This is the first in a series of essays outlining a new progressive economic policy. The series, we hope, will offer an alternative to the neoliberal thinking that has dominated economic policy within the Democratic Party leadership over the past decade. That thinking is responsible in part, we believe, for an economy of rising inequality that no longer works for ordinary Americans. –The Editors
In a debate over the Democratic future, no one should confuse the Hamilton Project with the Republican past. Robert Rubin and his associates have invited a broad dialogue on economic inequality and strategic investment, and on many specific policy questions–including education, health, taxes and wages–they will define the high-profile, wholly respectable neo-Clintonian position in the season ahead. There’s nothing wrong with that.
But these advances come at a price, which will be exacted in two areas: the world trading system and domestic fiscal policy. Both of these are far more fundamental to the Hamilton mission than any particular social policy reform. Indeed, one purpose of the Hamilton Project, it seems clear, is to propose just enough creative social advances–such as wage insurance, better teacher pay and healthcare reform–so as to divert discussion from the bedrock commitments to free trade and a balanced budget.
Progressives shouldn’t let this happen. And yet we have our own work to do: Our trade position is obsolete, and there is for now no clear progressive fiscal policy. We need to be talking trade and budgets, not simply because they are too important to bargain away, and not just to contest Rubin’s worldview, but to build one of our own that is realistic, compelling and also serves larger purposes, including environmental survival and social justice.
On trade, the Hamiltonians favored the North American Free Trade Agreement, while most populists and progressives opposed it.

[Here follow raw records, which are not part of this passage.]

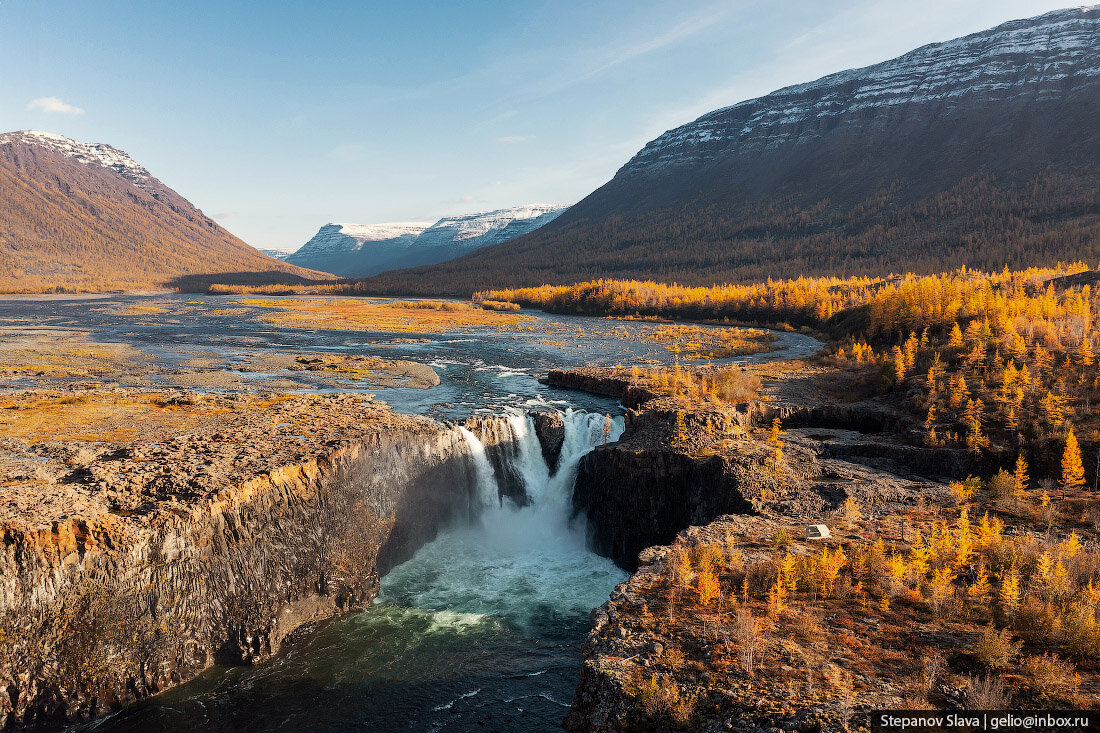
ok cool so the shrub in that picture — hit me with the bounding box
[842,497,862,529]
[973,623,1021,671]
[986,470,1015,501]
[921,651,945,694]
[965,675,1012,709]
[734,610,761,675]
[1022,654,1078,700]
[479,299,521,311]
[772,527,789,547]
[744,559,780,597]
[709,367,762,402]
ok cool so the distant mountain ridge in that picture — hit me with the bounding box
[286,205,566,278]
[358,6,1100,295]
[0,131,326,292]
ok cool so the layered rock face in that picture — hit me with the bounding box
[0,392,484,729]
[573,443,758,571]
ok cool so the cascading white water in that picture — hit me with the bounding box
[383,409,626,625]
[503,412,552,503]
[457,425,502,508]
[456,409,624,512]
[544,409,624,509]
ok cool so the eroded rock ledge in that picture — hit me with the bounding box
[0,389,478,729]
[559,365,959,731]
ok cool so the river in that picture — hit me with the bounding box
[0,294,820,732]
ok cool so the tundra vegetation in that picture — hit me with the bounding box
[519,264,1100,725]
[608,487,1099,727]
[484,264,1100,474]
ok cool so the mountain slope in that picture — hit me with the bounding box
[360,6,1100,295]
[0,131,327,292]
[286,205,565,278]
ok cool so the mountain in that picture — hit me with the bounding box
[286,205,566,278]
[360,6,1100,295]
[0,130,327,292]
[285,222,432,276]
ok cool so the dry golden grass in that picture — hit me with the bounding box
[0,334,150,381]
[0,392,291,444]
[240,297,532,333]
[646,323,776,359]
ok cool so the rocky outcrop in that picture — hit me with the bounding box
[531,411,565,472]
[574,445,760,571]
[820,436,972,478]
[564,517,908,733]
[0,391,480,729]
[545,367,917,435]
[737,399,914,434]
[572,392,949,572]
[545,369,659,409]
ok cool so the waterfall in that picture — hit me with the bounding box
[543,409,624,509]
[382,406,629,637]
[456,426,502,508]
[463,408,624,512]
[503,411,551,503]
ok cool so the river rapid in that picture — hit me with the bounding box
[0,295,820,732]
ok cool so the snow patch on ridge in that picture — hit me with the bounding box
[290,205,567,265]
[0,130,155,193]
[622,6,1100,173]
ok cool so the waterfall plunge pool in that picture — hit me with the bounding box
[80,411,626,733]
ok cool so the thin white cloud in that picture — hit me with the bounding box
[539,4,733,100]
[26,96,85,115]
[496,135,529,144]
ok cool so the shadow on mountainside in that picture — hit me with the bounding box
[166,271,340,293]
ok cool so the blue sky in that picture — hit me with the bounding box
[0,0,1077,251]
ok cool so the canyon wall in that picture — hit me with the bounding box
[0,421,479,729]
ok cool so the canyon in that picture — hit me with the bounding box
[0,389,601,729]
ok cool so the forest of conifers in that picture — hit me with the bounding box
[354,171,1100,297]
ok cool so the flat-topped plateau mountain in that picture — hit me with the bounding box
[286,204,566,278]
[359,6,1100,294]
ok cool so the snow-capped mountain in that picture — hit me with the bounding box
[0,130,159,195]
[360,6,1100,293]
[0,130,325,291]
[621,6,1100,175]
[413,205,565,250]
[293,222,432,256]
[287,205,566,278]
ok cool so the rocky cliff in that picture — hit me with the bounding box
[0,391,484,729]
[573,443,759,572]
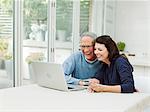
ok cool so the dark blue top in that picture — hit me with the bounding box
[94,56,135,93]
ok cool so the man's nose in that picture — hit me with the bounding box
[83,47,90,52]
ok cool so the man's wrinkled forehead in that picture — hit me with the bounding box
[80,36,94,45]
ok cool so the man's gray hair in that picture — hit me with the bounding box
[80,32,97,40]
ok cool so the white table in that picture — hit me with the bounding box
[0,84,150,112]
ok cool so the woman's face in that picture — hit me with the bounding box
[94,43,109,63]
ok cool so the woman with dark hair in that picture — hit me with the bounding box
[89,35,135,93]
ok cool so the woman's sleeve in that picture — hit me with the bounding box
[117,58,135,93]
[92,65,104,83]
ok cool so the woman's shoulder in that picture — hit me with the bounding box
[115,55,128,63]
[114,55,131,67]
[115,55,133,71]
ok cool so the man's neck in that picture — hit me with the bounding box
[85,56,97,63]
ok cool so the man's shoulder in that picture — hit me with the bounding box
[64,51,83,62]
[63,51,84,67]
[71,51,83,57]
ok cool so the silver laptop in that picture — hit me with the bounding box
[30,62,86,91]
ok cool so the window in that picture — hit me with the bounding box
[23,0,48,84]
[0,0,13,88]
[80,0,91,34]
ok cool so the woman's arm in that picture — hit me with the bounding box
[89,57,135,93]
[89,83,121,93]
[116,57,135,93]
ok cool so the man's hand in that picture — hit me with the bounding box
[79,80,86,86]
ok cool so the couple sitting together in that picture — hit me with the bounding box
[63,32,135,93]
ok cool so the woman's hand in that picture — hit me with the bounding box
[88,83,104,92]
[79,78,99,86]
[89,83,121,93]
[87,78,102,92]
[89,78,100,84]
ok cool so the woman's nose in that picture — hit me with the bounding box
[94,49,98,54]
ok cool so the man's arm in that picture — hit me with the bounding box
[65,74,80,85]
[63,53,81,85]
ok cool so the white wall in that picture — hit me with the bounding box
[115,1,149,58]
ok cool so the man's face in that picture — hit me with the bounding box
[80,36,96,61]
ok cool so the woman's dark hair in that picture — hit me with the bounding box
[95,35,120,62]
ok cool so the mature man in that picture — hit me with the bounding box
[63,32,102,85]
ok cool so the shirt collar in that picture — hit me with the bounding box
[85,57,97,64]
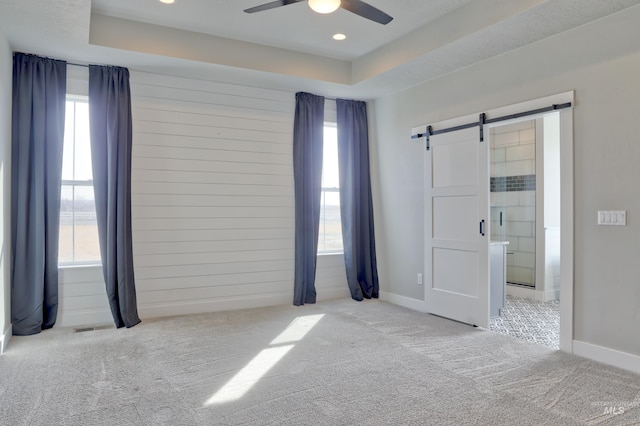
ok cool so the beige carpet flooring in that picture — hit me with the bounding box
[1,299,639,425]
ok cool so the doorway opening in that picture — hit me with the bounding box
[488,113,561,349]
[417,91,574,352]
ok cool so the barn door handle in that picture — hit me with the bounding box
[479,220,485,236]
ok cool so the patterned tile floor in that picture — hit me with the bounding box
[490,295,560,349]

This fight has been replayed endlessly, and it continues to color the arguments over the Central American Free Trade Agreement and the bilateral free-trade agreements now under negotiation. But as some NAFTA opponents, notably Jeff Faux, have recognized, it’s time to get over it. Whether NAFTA created or cost jobs initially, the economies of Mexico and the United States are now about as integrated as they are going to get, and the effect is basically finished. As a result, Mexico’s economy grew with ours in the late 1990s and went bust when ours did in 2001. Almost all discussion of outsourcing now focuses on China and India, two countries with whom we do not have, and will not get, free-trade agreements.
More broadly, the late 1990s showed two things about trade agreements. First, they don’t prevent full employment in the United States: We went smartly to a full employment economy in 1998 and stayed there for three years. Second, they don’t do much good either. Compared with the productivity gains engendered by full employment in the boom, those brought on by NAFTA in the mid-1990s were trivial if detectable at all.